William Dauntesey or Dauntsey (died 1543) was a London merchant. He was Master of the Worshipful Company of Mercers, an alderman of the City of London, and was elected as Sheriff for 1531.

A merchant of the Staple at Calais, he was the youngest of four sons of John Dauntesey of West Lavington in Wiltshire. He married Agnes Tenacres in 1504; she was a step-daughter of William Lambert, a Master of the Worshipful Company of Mercers, to whom William had been apprenticed. They had no children and she died before he made his will in 1542. He was buried near Agnes in the parish church of St. Antholin (near Mercer's Hall, Cheapside, London).

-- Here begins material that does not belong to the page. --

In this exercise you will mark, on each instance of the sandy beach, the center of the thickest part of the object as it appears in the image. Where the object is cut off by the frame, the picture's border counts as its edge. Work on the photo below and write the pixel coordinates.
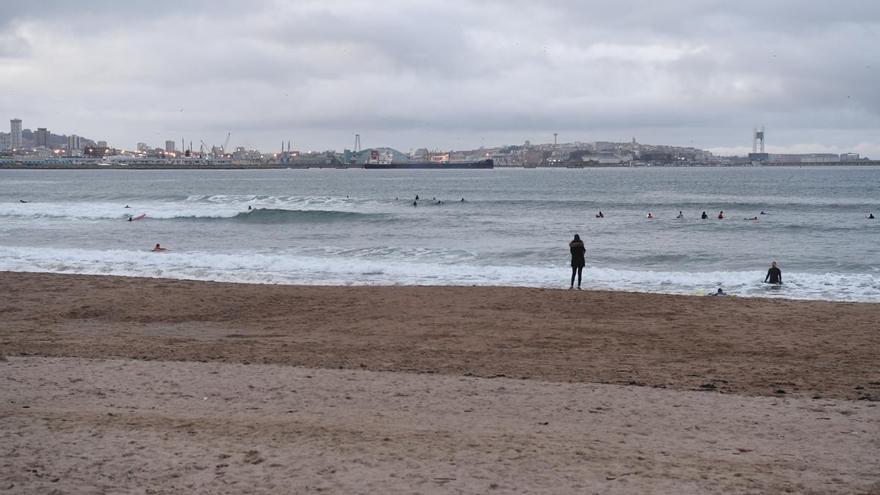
(115, 384)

He died in 1543. By a will dated 10 March 1542, Dauntesey gave land in London to the Mercers' Company so that they could build a schoolhouse for a grammar school at West Lavington, and support seven poor people in an almshouse. The school continues today as the private Dauntsey's School. Part of the bequest reads:I William Dauntesey Citizen and Alderman of the Cities of London ... will that in West Lavington a house called a church house and a house for a schole be kept ... and that Ambrose Dauntesey shall name and appoint one apt and convenient person to teach gramer in the Schole house...

Charles Ponting, architect of the West Lavington school, researched the arms of William Dauntsey in 1895. He was informed by the College of Arms that they were Per pale or and gules two bars nebuly counter-changed.